Estimation and Inference for Multi-Kink Quantile Regression
提出多拐点分位数回归模型,用迭代分段分位数回归算法估计系数和拐点位置,理论证明拐点数选择一致性和估计渐近正态性,并开发R包,适用于中国产业结构等数据分析。
This article proposes a new Multi-Kink Quantile Regression (MKQR) model which assumes different linear quantile regression forms in different regions of the domain of the threshold covariate but are still continuous at kink points. First, we investigate parameter estimation, kink points detection and statistical inference in MKQR models. We propose an iterative segmented quantile regression algorithm for estimating both the regression coefficients and the locations of kink points. The proposed algorithm is much more computationally efficient than the grid search algorithm and not sensitive to the selection of initial values.

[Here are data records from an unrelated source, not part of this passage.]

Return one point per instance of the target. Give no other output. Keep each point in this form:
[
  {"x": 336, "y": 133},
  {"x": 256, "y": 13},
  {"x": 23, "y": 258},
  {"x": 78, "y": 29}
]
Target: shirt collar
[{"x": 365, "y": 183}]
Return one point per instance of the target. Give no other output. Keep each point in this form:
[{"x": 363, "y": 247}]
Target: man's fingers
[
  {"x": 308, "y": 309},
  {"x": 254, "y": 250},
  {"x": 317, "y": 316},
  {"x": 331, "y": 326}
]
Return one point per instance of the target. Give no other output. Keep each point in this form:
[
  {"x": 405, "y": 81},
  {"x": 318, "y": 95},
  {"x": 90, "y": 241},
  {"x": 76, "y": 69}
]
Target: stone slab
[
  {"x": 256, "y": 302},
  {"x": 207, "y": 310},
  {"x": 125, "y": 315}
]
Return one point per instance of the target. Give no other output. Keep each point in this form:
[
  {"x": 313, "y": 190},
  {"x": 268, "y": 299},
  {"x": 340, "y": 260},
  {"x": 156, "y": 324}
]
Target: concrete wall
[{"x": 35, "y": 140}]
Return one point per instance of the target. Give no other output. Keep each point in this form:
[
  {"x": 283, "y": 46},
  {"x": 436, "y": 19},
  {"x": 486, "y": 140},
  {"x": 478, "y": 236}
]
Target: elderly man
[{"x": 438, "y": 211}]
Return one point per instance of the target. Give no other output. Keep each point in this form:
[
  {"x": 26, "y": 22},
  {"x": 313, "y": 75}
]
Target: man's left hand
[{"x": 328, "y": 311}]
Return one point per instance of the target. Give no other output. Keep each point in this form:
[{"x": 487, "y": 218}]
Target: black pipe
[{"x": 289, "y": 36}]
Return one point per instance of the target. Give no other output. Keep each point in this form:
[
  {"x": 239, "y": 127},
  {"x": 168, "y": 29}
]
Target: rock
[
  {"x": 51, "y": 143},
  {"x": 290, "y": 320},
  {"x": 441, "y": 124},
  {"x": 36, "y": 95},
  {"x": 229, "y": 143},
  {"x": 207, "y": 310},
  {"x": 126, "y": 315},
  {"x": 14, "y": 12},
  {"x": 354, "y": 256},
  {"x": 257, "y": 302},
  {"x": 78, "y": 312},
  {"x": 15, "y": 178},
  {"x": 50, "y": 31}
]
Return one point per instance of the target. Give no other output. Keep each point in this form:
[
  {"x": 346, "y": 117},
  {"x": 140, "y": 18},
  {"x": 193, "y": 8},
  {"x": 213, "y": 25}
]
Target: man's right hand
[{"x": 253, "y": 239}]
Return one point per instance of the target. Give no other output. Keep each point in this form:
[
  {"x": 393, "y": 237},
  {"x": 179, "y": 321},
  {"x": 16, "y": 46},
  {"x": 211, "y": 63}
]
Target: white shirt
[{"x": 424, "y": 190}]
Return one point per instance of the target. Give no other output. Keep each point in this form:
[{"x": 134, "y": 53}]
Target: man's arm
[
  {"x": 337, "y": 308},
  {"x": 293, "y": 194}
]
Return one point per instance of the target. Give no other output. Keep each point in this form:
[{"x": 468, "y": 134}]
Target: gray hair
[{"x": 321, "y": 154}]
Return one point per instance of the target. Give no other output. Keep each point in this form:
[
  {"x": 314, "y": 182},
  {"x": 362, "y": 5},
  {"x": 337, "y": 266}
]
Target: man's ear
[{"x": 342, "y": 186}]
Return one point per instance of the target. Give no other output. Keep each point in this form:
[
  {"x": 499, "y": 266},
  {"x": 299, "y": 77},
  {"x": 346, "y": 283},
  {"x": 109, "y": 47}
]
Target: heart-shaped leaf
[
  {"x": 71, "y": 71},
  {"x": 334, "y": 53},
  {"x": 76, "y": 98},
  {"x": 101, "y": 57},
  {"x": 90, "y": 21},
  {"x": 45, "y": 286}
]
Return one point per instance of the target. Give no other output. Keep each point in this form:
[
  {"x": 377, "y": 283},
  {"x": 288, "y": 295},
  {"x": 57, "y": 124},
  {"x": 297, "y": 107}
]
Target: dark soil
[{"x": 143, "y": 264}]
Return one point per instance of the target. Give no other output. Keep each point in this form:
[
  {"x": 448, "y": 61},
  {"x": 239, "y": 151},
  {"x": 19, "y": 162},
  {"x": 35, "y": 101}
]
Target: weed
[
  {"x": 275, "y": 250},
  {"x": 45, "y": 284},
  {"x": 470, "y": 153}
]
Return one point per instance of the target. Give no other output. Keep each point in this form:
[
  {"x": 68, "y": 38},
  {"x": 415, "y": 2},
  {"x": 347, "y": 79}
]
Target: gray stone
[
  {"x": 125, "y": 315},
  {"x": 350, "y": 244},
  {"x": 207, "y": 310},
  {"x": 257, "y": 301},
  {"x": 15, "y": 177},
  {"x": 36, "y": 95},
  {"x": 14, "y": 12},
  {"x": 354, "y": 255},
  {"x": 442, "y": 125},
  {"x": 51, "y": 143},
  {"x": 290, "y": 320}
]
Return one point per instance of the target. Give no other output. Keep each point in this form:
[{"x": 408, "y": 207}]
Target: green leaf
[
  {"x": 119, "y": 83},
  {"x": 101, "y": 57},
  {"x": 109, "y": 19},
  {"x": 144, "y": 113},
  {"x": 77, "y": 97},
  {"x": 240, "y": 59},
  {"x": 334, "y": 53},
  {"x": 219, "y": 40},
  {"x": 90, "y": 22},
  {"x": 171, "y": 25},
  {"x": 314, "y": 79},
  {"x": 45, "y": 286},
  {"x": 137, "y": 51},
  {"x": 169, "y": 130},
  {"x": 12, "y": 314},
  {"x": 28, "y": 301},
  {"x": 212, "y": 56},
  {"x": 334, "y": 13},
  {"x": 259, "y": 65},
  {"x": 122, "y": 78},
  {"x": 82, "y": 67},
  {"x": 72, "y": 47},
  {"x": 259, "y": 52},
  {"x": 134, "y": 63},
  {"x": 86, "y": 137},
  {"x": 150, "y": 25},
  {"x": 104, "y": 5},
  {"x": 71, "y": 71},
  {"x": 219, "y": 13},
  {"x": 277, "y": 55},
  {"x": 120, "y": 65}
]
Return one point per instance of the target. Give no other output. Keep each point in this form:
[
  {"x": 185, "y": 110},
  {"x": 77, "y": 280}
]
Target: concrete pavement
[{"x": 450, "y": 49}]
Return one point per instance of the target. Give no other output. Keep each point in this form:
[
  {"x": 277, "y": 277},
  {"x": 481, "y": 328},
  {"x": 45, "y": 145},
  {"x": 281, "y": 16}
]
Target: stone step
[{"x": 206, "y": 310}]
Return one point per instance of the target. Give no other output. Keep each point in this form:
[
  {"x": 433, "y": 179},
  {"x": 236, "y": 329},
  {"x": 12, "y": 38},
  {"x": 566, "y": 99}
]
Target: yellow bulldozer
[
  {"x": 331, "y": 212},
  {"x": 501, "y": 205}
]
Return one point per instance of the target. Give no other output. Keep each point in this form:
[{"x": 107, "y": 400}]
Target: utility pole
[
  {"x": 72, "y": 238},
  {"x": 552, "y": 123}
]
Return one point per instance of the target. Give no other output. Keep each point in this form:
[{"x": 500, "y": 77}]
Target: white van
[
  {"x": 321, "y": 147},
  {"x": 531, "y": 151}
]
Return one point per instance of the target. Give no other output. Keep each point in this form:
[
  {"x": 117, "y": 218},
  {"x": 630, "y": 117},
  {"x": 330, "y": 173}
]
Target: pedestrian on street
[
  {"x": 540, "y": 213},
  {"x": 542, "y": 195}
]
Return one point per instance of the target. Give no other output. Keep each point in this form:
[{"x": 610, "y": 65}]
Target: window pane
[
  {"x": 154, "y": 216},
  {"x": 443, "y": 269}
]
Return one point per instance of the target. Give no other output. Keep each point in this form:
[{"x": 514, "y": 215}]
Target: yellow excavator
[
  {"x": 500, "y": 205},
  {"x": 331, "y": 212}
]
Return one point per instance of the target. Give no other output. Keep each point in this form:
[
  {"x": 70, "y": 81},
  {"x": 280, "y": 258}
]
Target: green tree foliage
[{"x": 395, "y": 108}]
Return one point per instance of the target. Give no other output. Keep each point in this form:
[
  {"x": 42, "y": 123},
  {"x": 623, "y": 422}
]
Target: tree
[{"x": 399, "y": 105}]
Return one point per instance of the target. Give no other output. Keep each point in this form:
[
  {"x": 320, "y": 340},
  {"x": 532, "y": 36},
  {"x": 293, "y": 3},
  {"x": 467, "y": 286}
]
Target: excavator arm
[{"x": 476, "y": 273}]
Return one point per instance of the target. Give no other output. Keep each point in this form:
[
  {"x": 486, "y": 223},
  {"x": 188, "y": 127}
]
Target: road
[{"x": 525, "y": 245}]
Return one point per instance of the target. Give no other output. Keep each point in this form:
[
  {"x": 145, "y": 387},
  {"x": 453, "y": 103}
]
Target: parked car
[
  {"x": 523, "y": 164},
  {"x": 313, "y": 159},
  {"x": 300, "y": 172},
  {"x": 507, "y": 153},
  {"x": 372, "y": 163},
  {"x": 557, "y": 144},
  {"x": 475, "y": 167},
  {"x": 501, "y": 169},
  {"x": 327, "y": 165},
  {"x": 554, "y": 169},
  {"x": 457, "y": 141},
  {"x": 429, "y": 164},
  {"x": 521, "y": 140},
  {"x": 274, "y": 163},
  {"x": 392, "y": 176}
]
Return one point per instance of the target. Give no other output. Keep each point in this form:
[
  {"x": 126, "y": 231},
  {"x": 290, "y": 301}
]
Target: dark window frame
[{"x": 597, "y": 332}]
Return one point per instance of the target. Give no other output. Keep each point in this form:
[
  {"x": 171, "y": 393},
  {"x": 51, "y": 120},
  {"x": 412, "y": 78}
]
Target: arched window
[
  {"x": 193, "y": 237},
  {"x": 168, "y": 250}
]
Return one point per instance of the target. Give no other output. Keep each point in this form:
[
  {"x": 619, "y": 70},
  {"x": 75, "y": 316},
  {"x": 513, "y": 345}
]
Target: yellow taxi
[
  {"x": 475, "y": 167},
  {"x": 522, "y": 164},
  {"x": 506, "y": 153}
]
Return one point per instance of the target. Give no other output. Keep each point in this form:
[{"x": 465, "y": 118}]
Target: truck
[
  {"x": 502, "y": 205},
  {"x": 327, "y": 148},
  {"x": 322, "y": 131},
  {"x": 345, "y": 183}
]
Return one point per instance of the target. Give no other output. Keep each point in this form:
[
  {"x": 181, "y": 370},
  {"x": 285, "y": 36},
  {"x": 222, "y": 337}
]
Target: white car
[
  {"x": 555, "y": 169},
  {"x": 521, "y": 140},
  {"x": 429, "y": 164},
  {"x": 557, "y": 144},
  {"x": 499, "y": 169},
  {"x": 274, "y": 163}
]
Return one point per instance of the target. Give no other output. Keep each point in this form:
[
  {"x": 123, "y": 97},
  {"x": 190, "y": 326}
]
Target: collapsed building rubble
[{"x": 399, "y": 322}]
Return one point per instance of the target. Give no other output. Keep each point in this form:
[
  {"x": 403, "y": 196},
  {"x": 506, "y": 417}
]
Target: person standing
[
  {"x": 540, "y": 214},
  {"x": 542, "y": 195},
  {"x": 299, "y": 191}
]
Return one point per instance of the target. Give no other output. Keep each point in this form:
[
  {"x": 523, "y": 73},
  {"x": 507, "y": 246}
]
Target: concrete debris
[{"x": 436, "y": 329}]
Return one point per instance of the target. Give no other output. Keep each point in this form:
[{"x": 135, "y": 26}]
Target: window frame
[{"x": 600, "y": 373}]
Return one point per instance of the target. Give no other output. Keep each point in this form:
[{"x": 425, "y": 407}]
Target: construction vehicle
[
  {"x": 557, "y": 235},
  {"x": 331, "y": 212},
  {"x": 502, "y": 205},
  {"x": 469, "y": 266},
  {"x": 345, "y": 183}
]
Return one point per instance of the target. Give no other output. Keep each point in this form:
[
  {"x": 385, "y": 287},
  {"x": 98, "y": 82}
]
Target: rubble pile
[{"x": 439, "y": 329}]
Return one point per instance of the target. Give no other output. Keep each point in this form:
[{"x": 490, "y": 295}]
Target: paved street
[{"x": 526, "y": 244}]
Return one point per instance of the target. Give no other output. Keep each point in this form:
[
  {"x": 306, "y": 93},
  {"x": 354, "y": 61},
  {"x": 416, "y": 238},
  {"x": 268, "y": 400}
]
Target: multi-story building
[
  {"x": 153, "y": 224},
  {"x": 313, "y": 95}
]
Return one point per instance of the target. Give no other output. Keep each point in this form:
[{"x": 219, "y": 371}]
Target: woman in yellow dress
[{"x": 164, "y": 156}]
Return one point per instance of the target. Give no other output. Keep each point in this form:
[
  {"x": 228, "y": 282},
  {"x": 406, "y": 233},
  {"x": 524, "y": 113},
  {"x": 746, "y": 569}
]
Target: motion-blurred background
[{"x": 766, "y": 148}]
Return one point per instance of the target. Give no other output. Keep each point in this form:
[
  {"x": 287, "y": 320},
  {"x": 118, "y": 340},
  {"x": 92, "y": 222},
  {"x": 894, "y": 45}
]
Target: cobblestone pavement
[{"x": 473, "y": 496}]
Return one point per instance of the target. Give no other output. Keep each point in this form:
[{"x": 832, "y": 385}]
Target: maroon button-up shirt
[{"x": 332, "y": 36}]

Second, asymptotic properties, such as selection consistency of the number of kink points and asymptotic normality of the estimators of both regression coefficients and kink effects, are established to justify the proposed method theoretically. Third, a score test based on partial subgradients is developed to verify whether the kink effects exist or not. Test-inversion confidence intervals for kink location parameters are also constructed. Monte Carlo simulations and two real data applications on the secondary industrial structure of China and the triceps skinfold thickness of Gambian females illustrate the excellent finite sample performances of the proposed MKQR model. A new R package MultiKink is developed to easily implement the proposed methods.